Here is an extension of the principle. Black’s king looks vulnerable since it has no flight squares and the h-file is open. A natural thought might be 1. Rh8+, KxR; 2. Qh5+ (or Qh1+), Kg8; 3. Qh7#—mating with cover from the bishop on d3. But after White’s Qh5 Black can interpose his queen on h6 and stop the sequence. So White needs a different idea and turns to the trick described a moment ago: 1. Bh7+, Kh8; 2. Bg6+, Kg8. White simply has moved his bishop to g6, but he has given check with every move and so has kept firm control of the initiative. Why is the bishop stronger here than it was on d3? Because now it blocks the path to h6 of the Black queen, which no longer can be interposed. The rest of the mate is simple: 3. Rh8+, KxR; and White has cleared his own rook from the h-file to make way for his queen while also decoying the king onto h8 where it can be checked. 4. Qh5+, Kg8; 5. Qh7#. Black could have played QxB in the midst of this if his king hadn't constantly been in check.

Now a few afterthoughts:

1. Imagine the same original position but with a Black pawn on h7. Black’s king then looks enormously secure, as his castled position is intact and his queen helps defend it. White nevertheless mates with the same moves described above.
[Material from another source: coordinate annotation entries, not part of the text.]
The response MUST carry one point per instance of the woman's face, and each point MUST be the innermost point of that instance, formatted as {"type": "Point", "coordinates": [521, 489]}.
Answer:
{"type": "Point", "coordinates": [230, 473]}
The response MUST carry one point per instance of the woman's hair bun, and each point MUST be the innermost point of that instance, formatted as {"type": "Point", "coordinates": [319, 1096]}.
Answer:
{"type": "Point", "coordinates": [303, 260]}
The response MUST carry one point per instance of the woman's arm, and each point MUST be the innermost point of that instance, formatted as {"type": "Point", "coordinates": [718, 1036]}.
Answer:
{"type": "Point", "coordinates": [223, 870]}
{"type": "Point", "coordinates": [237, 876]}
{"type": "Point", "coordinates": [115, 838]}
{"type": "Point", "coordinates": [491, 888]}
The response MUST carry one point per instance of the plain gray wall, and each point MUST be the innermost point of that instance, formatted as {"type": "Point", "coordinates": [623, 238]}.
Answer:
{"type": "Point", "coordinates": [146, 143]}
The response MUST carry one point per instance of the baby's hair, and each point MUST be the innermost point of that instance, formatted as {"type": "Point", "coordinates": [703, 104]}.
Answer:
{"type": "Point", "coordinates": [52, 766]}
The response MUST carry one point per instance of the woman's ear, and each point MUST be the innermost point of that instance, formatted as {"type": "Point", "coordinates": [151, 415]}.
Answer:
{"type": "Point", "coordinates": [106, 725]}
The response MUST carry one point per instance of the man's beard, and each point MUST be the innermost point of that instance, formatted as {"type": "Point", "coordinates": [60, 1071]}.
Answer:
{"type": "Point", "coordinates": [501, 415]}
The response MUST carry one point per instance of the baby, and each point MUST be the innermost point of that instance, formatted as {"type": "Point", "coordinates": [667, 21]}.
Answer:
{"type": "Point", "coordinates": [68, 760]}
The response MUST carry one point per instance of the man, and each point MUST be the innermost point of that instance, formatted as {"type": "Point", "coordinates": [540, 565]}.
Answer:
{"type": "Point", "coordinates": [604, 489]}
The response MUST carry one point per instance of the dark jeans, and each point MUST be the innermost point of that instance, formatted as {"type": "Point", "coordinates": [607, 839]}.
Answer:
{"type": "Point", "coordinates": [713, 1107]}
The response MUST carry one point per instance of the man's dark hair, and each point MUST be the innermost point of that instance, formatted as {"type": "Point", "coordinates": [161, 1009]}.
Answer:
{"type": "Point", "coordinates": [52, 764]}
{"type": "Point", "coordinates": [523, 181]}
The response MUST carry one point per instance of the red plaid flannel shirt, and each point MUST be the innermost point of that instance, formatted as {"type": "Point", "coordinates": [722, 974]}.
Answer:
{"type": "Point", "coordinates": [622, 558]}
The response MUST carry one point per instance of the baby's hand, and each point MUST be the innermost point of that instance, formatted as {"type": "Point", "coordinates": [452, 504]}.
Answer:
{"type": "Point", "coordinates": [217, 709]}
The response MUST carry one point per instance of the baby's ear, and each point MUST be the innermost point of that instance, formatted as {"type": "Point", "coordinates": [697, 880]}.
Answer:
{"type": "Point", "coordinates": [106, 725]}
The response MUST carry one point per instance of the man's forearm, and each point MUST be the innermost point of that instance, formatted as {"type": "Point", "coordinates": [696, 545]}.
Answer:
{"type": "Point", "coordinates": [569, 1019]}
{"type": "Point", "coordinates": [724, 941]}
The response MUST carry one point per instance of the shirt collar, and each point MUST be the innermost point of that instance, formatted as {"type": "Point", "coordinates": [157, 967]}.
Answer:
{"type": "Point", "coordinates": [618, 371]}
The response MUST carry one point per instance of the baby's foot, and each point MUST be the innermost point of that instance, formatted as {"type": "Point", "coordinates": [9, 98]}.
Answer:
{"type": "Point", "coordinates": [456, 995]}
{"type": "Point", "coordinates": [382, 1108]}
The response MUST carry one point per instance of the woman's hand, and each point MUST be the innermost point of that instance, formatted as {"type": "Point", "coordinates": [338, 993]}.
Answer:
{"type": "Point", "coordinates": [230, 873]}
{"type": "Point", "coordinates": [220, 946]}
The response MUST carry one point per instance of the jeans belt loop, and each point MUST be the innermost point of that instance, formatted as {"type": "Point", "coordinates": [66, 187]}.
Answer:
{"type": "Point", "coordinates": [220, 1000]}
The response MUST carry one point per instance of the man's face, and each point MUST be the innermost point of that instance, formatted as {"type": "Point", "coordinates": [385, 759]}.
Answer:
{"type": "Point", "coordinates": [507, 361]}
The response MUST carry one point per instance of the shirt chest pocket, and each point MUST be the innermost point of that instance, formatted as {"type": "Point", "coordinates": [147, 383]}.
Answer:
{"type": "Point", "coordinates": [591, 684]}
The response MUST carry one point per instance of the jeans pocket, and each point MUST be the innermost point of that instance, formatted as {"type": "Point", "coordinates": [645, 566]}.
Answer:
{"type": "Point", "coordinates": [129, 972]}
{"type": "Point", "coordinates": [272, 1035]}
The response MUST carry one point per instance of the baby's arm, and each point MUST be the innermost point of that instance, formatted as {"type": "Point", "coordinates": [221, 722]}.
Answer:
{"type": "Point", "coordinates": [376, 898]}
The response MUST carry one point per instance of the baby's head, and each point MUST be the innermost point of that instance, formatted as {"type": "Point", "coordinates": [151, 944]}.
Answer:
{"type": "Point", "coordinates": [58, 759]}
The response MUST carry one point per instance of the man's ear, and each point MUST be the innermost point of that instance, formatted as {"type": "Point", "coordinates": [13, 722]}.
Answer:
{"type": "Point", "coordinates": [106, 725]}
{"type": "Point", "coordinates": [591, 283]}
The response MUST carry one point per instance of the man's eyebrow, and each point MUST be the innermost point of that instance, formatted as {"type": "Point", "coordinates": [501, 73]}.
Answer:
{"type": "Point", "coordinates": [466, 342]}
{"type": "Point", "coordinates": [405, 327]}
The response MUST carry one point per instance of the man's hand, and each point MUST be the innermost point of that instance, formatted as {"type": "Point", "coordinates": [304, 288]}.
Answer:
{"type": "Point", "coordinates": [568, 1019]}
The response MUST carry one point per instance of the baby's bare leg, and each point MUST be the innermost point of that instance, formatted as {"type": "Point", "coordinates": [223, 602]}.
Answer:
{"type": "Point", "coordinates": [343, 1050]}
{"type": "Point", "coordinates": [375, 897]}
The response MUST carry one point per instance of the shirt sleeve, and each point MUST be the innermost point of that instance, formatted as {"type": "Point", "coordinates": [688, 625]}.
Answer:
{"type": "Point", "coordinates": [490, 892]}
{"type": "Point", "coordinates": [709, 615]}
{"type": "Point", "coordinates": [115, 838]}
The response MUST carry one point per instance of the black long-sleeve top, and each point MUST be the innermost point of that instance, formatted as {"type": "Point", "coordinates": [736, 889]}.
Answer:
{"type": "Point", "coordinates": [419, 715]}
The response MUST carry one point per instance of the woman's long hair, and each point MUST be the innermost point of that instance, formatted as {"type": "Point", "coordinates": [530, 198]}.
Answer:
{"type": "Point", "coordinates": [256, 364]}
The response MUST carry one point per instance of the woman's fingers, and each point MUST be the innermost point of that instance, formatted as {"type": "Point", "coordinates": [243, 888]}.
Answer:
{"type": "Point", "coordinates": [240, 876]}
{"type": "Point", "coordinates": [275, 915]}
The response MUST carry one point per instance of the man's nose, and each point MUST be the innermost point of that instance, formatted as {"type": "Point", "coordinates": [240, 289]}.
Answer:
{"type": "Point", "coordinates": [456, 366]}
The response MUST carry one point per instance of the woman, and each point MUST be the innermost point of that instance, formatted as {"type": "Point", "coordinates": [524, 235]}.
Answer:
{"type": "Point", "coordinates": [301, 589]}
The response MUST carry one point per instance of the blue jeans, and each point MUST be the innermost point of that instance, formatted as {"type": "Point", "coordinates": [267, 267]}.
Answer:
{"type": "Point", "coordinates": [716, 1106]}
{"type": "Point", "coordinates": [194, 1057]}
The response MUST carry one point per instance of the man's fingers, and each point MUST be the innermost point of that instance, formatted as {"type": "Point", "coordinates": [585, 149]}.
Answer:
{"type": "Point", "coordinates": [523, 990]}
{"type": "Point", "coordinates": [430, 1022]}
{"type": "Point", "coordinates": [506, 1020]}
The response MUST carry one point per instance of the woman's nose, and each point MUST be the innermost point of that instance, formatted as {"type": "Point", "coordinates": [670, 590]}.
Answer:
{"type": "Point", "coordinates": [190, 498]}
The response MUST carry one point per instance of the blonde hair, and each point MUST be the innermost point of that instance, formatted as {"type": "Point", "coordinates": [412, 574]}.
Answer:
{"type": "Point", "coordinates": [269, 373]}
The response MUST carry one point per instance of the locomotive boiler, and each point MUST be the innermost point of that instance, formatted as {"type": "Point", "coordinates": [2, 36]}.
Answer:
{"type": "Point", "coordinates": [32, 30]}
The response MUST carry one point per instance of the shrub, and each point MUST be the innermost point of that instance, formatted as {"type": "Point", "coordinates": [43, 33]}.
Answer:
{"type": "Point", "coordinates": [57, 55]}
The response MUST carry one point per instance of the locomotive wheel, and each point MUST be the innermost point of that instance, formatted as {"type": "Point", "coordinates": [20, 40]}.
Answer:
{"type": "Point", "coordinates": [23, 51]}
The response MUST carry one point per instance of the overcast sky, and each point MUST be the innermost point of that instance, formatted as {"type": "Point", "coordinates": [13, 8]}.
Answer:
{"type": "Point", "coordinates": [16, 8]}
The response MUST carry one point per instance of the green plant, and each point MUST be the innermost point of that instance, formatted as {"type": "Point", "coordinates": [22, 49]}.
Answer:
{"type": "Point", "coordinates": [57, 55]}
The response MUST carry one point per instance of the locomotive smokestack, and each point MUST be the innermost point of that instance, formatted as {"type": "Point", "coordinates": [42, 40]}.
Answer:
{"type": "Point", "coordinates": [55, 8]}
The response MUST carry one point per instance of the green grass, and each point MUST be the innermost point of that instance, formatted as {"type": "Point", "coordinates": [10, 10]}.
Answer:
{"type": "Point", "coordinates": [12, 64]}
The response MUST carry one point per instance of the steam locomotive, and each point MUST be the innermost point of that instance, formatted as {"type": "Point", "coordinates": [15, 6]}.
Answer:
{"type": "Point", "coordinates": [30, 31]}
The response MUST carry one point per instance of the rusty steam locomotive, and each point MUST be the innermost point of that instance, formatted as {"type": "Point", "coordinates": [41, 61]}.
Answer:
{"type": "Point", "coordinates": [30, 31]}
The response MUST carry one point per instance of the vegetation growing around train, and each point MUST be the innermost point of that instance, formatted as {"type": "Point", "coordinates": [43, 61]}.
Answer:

2. It is common for a defender to sit on f6, as Black’s queen does here; often the knight takes that position early in the game and stays there a long time. Eliminating that defender becomes important in building a mating attack. A disadvantage of the queen compared to the knight is shown here: a queen can be eliminated by being blocked.

3. In addition to acquainting you with sequences that can lead to mate, another purpose of these studies is to show useful things your pieces and pawns can do if you can land them on particular squares—especially advanced squares near the enemy king. To recap the most recent examples, we have seen here that a bishop on g6 usefully can seal off f7, h7, and h5 to the enemy king, can provide cover on those squares for its own queen—and, here, can block the path to the h-file of an enemy defender on the sixth rank.